FIG. 1 is a perspective view of a laminated piezoelectric element showing an embodiment of the present invention.

FIG. 2 is a perspective view of a cut laminated sintered body.

FIG. 3 is a diagram showing an epoxy electrodeposition layer immediately after electrodeposition.

FIG. 4 is a diagram showing an epoxy electrodeposition layer in a state where it is connected by being subjected to heat treatment.

FIG. 5 is a perspective view of a laminated sintered body on which a temporary external electrode is formed and shot blasting is performed.

FIG. 6 is a diagram showing a state in which an insulating film and a copper foil are attached on an epoxy electrodeposition layer.

FIG. 7 is a diagram showing a process of growing a nickel plating.

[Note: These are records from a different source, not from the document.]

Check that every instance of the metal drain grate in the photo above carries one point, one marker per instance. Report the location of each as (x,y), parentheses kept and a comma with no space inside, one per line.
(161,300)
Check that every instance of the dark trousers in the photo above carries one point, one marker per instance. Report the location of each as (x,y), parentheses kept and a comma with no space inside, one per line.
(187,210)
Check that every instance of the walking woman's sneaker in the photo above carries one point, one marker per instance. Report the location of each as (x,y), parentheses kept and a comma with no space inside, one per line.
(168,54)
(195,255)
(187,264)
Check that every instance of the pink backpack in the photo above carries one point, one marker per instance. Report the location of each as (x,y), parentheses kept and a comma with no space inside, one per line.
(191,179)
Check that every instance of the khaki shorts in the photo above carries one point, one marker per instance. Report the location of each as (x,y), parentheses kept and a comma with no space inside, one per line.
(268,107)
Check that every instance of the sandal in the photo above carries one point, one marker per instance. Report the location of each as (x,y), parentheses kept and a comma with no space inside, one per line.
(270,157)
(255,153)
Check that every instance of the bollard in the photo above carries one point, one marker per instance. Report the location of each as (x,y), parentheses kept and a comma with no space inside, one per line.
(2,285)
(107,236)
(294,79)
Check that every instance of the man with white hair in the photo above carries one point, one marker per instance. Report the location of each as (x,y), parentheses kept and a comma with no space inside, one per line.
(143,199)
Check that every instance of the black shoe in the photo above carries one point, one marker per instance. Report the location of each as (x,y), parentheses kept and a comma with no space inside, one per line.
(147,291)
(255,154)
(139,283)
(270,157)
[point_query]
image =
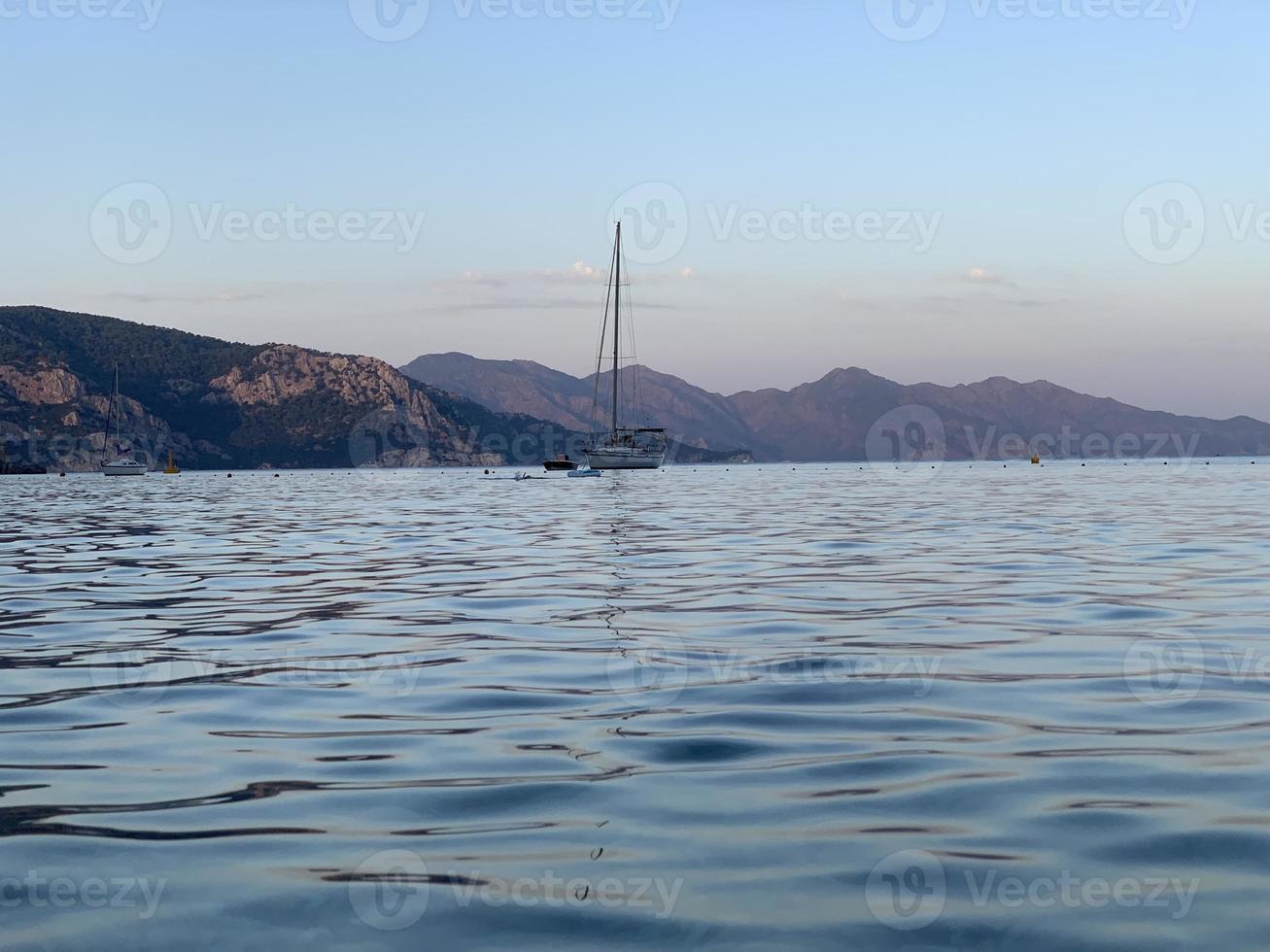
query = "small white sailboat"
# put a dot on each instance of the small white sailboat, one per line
(119, 459)
(623, 447)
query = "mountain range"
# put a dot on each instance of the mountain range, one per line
(215, 404)
(846, 414)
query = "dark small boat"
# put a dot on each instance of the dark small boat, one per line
(562, 463)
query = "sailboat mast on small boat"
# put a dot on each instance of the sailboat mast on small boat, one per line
(620, 448)
(119, 460)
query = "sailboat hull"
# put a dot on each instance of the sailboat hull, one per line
(124, 468)
(621, 459)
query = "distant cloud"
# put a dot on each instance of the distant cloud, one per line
(536, 289)
(980, 276)
(227, 297)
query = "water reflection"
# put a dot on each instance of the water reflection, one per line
(681, 708)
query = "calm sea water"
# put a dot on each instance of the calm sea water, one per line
(760, 707)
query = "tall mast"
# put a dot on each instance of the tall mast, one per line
(110, 413)
(617, 318)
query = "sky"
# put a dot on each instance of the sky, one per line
(932, 189)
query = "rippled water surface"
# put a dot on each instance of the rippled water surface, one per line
(824, 707)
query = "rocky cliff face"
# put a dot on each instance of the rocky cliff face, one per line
(847, 415)
(215, 404)
(692, 415)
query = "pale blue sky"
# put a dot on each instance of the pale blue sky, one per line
(1020, 143)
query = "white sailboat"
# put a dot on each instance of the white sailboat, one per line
(623, 447)
(119, 459)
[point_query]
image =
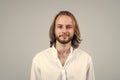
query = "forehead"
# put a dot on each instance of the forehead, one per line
(64, 19)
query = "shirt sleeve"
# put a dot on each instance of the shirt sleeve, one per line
(90, 72)
(35, 72)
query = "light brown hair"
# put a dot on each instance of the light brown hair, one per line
(76, 38)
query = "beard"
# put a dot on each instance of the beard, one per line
(63, 41)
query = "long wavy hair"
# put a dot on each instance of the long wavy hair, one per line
(76, 38)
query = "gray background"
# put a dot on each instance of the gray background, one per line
(24, 26)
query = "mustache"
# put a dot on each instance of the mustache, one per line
(64, 34)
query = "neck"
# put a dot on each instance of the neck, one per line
(63, 48)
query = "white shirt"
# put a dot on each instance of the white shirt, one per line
(78, 66)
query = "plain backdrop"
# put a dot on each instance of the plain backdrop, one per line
(24, 26)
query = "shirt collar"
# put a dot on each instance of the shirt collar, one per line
(55, 54)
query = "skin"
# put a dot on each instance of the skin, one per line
(64, 31)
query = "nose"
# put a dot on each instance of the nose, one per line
(64, 30)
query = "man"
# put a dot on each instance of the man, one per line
(63, 60)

FIG. 8 is a perspective view of a conventional laminated piezoelectric element.

[Explanation of symbols]

 11 Piezoelectric material 12 Internal electrode 13 Insulating layer 61 Epoxy electrodeposition layer 62 Insulating film 63 Copper foil (external electrode) 71 Nickel plating layer

Claims (2)

[Claims] 1. A piezoelectric material and an internal electrode are alternately laminated, and an insulating layer continuously formed on a side surface of the piezoelectric material and an internal electrode continuously formed on the insulating layer are electrically connected to the internal electrode. A multilayer piezoelectric element including an external electrode, wherein the insulating layer has different thicknesses between a portion where the internal electrode and the external electrode are connected and a portion where the external electrode is not connected. 2. The multi-layer piezoelectric element according to claim 1, wherein the insulating layer has at least a layer for adjusting the thickness and has a multiple structure.